On the other hand, there was still considerable work to be done, Burney said.

“I see the truth-telling process as a very grassroots, locally-driven process. It’s not something that should be imposed from up high.

“It is what people at a community level believe needs to happen to heal their community … Local communities need to explore their stories together.”

Burney also stressed the importance of a bipartisan approach to constitutional reform, saying that she and Wyatt had agreed that “we will work in a bipartisan manner as much as possible … [It’s] not a race to the bottom.”

She said the treatment of the former Sydney Swans footballer Adam Goodes demonstrated that there were still “enormous amounts of racism in this country”.

HUNDREDS OF IDEAS TO CHANGE ANTHEM

There are “hundreds of ideas” to amend Australia’s national anthem, Burney said.

The MP added she “regularly” receives suggestions from the public.

Despite this, however, she said there should be no rush to alter the anthem and a “national conversation” would need to take place first.

She said: “The anthem has been amended in the past, it used to be an incredibly sexist anthem and referred to men… not ‘we’ but ‘men’.

“Judith Durham has put out a different version, and there are hundreds of ideas out there. I get them sent to me regularly about changes that should take place.

“I think, for me, the anthem is what it is. Whether I  agree with it or not, in parts, is pretty irrelevant.

“I think that it is beautifully sung in (Aboriginal) language, and I’ve seen that it’s very moving.”

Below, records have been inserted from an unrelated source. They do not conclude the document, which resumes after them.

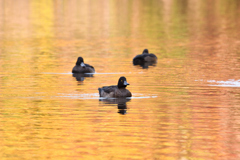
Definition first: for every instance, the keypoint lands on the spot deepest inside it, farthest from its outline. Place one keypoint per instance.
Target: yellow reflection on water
(175, 112)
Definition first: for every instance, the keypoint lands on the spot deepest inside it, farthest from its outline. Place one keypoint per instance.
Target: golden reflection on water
(180, 107)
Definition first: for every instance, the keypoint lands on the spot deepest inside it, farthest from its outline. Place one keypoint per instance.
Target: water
(184, 107)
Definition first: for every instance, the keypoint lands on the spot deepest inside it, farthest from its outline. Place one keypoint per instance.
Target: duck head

But she added: “The changing of an anthem is a national conversation and I’d be informed by that.”

The debate over Australia’s national song was reignited a month ago when three Indigenous rugby league players refused to sing the national anthem during the first game in this year’s State of Origin series.

Their dissent followed a similar stance by American NFL star Colin Kaepernick, who in 2016 began kneeling during the playing of the Star Spangled Banner, as a protest at racial injustice and police brutality. The controversy prematurely ended his career.

Boxer Anthony Mundine also refused to stand for the national anthem before his fight with Danny Green at the Adelaide Oval in January 2017.

Burney said she was supportive of the actions of Cody Walker, Josh Addo-Carr and Will Chambers during the State of Origin, while playing down the significance of it.

“I very much respected the actions of Walker and the others that didn’t sing the anthem during the State of Origin,” she said.

“But I also know that Cody Walker and the other young men that decided not to sing it made the point they didn’t want it to be a political act. That was the way they were raised and that’s the way they felt.”